季節の便りも馬鹿にならない【2011年 第10回】

【2011年 第10回】 季節の便りも馬鹿にならない ~ウチの家計簿、武士の家計簿~

西谷 由美子(ニシタニ ユミコ)⇒ プロフィール

昔の人は筆まめなはずですが、郵便は明治から。じゃ、江戸時代のお手紙はどうだったんでしょう?

 

 

 

 

 

 

突然の連絡

新調した草刈り機やチェーンソーのお手入れに余念のない私の携帯が鳴りました。出るとめったに会わない、メールのやり取りをしていなかった友人が
「あんた今どこにいるのよ!」
「へっ???」
「久しぶりにあんたんとこ行ったら、知らない人がドアから顔を出してびっくりしたじゃない!」

そうです。私はメールではない、転居通知のハ・ガ・キ、まだ出してなかったのです。電話やメールが主流になってしまったので、めったに会うこともない、年賀状や暑中お見舞い程度しかやり取りしていない遠方の友人には、転送手続きを郵便局でしていた安心感もあり、ご挨拶を延ばし延ばしにしていたんですね。ああ、おのれの筆不精を反省。これじゃ娘の筆不精を叱れやしない。

江戸時代の手紙

で、メールも電話もない江戸の頃、皆さん達筆でお手紙のやり取りをしていたことが思い出されます。昔の人の文章って、達筆すぎると現代人は、っていうか私は、読めませんけど。

そういえば坂本龍馬さんの筆まめぶりも、大河ドラマになる前から有名でしたね。「日本を今一度せんたくいたし申し候」とか、お姉さんに「お龍がおればこそ龍馬の命は助かりたり」とか伝えているとか・・・(写真見たことありますが、やはり読めません。解説で内容を知っている程度です。)

なんでも現存するお手紙139通。イラスト入りの解説書的なお手紙などもあり、すごいものです。でも、一番多いのが乙女姉さん宛の14通、有名な奥様のお龍さん宛ては2通しか残ってないって、書いてないのか、ただ残ってないだけなのか、どっちでしょうね。

馬から飛脚

とはいえよく書いたものだし、また出したものですね。今の時代は¥80の切手を貼れば日本全国どこにでもほぼ確実に届きます。この郵便制度は明治の時代からのもの。それ以前は飛脚さんが走って運んでたはずですよね。かなりの金額になるのでは?

で、調べてみました。飛脚さんの始まりは一説によれば鎌倉時代。京都(朝廷)と鎌倉(武士)の連絡のために家臣が一生懸命に馬を走らせていたとか。江戸時代になると、幕府が京都に連絡のために人を走らせるように変化。それって馬はえさ代や休憩場所、世話する人の人件費、と費用がかかるけれど、人間が運べば馬の分の費用をカットできるから・・・すごいストレートな理由ですね。

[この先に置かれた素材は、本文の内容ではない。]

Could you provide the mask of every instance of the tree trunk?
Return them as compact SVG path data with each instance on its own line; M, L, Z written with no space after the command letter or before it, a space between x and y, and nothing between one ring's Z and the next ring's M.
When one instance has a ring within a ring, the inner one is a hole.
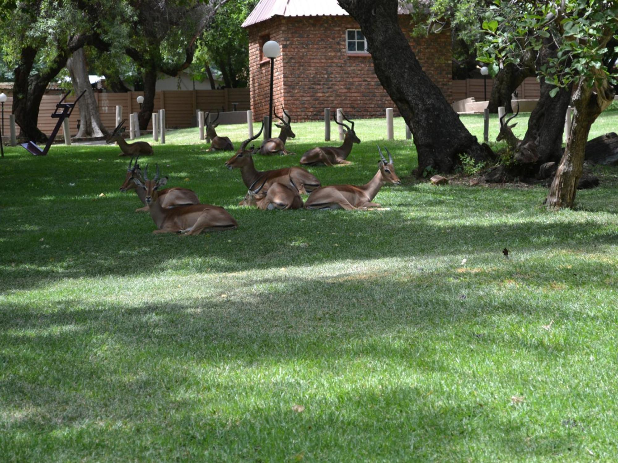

また、大名も江戸と本国の間で飛脚を走らせ・・・でも、これはあくまでも公用。普通の人はこれとは別に、「町飛脚」を利用したそうです。まず商人が地元の本店と江戸支店間で連絡を取る必要が生じ、専門の業者が生まれ、それを一般の人も利用するようになったのだとか。

 飛脚の料金

毎月3度、定められた日に大阪を出発した普通便が「三度飛脚(さんどびきゃく)」と呼ばれ、のちに頻度を増して「常飛脚(じょうびきゃく」に。江戸から京都までを旅すると2週間くらい、でもプロの飛脚は6日間で届けたそうです。料金は、荷物一貫匁(3.75キロ)につき、江戸-大阪間で約9匁(3万6千円)、書類はその2/3程度だそうで2万円ほど。さすがにお高いものですね。とはいえ、自分で持って行け、と言われたら困る訳で。

 緊急用に、大坂から江戸まで3、4日で届く速達便もあったそうですが、こちらはとんでもなくお高く4両2分、135万円にもなります。

ただし、江戸市中だけであればもっとお手頃らしく、神田にあった近江屋という近場専門の飛脚さん、蔵前までは24文、浅草までは34文、千住まで50文、という料金の記録が残っているそうです。それぞれ1,142円、1,618円、2,380円ですね。

う~ん、龍馬さんのご実家は裕福な商家であったそうで、江戸遊学費用も余裕で出してもらってたらしいから、お姉さまへのお手紙、もしかして着払いで出してたんでしょうかねぇ。あ、急がなければ江戸詰藩士の場合、藩の飛脚にちゃっかり便乗して配達してもらう、という裏技も存在したそうですが。